Shortly before the launch of Apple’s tablet device, Robinson, working on behalf of Apple, blatantly misled Proview regarding IPAD Ltd.’s business and IPAD Ltd.’s intended use of the trademark. When Robinson was asked why IPAD Ltd. wanted the IPAD trademark, he replied that it was because IPAD “is an abbreviation for the company name IP Application Development Limited.”

The amended complaint reveals that Robinson evaded direct questions from Proview as to the nature of his business by stating that “[IPAD Ltd.] is a newly formed company, and I’m sure you can understand that we are not ready to publicize what the company’s business is, since we have not yet made any public announcements”. As I said in my last message, I can assure you that the company will not compete with Proview.” As Proview Taiwan now knows, these statements by Apple’s agent were patently false.

“While some technology companies create special purpose vehicles in order to obtain trademarks, in this case the sole function of Apple’s special purpose vehicle was intentional misrepresentation, and an effort to fraudulently induce Proview Taiwan into a sale of the IPAD trademarks,” said Cal Kenney, Spokesman of Proview Taiwan.

“Proview Taiwan had concerns about the purchaser’s intentions, and was very diligent in trying to understand the facts surrounding its interest in Proview Taiwan’s IPAD trademarks.
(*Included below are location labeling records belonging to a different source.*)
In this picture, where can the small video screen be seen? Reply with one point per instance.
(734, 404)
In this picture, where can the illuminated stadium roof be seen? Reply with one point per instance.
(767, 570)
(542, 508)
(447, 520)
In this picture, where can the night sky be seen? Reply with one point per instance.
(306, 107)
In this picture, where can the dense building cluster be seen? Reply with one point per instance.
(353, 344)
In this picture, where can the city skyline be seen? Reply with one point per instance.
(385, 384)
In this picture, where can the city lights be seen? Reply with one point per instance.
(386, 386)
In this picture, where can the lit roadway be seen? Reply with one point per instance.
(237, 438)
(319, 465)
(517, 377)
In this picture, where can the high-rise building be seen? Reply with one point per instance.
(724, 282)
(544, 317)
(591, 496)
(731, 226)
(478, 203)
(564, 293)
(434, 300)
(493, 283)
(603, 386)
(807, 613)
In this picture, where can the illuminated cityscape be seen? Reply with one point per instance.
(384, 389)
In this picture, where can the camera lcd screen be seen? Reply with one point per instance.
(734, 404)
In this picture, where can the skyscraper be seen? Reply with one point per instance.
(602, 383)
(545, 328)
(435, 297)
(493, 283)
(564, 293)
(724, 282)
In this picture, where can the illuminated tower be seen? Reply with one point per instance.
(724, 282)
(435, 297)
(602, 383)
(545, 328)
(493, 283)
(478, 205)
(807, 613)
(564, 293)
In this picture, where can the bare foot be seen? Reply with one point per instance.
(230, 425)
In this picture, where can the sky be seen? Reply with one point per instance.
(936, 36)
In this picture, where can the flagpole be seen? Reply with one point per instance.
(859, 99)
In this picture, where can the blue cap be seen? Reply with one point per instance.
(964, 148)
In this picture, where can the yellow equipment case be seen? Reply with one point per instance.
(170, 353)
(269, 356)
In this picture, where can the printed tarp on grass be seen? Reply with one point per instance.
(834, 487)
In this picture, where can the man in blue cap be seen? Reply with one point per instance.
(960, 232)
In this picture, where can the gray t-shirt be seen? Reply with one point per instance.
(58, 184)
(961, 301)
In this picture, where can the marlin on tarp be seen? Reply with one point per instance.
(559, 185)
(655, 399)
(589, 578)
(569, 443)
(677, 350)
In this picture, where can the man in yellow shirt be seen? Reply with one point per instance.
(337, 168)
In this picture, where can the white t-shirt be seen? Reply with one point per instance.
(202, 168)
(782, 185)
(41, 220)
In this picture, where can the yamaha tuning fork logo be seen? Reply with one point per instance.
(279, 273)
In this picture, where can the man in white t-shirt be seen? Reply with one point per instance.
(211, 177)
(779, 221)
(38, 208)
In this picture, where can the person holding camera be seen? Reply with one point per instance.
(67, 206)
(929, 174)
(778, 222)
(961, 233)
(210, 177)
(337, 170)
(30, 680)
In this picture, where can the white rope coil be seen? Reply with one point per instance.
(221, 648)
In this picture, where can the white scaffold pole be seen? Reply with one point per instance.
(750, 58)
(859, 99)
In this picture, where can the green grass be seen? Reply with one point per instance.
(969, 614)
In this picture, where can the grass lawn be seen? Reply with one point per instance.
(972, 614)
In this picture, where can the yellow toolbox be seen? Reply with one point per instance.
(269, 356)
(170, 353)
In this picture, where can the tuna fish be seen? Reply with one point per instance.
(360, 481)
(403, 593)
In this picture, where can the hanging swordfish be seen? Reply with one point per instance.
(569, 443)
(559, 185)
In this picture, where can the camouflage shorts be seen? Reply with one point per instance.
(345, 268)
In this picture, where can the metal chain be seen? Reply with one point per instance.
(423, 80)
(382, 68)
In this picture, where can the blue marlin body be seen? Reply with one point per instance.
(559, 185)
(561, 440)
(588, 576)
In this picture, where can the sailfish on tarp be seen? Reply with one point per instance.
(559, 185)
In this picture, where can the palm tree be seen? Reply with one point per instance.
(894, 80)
But even careful diligence is ineffective when the counterparty is engaging in intentional fraud,” said Cal Kenney.

The relief Proview Taiwan seeks from Apple includes compensatory damages and disgorgement of Apple’s profits from the unfair competition, as well as an injunction to stop Apple’s continued use of the fraudulently-obtained trademarks.

“Apple obtained the iPad trademark by defrauding Proview Taiwan through tactics that involved explicit misrepresentations, and the use of foreign entities specifically created to perpetrate the fraud,” said Cal Kenney. “By filing the complaint in the California Superior Court, Proview Taiwan seeks the truth about who at Apple orchestrated the fraud, and the specifics of how it was implemented. Proview Taiwan believes that when the truth is exposed, the full weight of Apple’s fraudulent and nefarious behavior will be revealed and the appropriate remedies will be obtained.”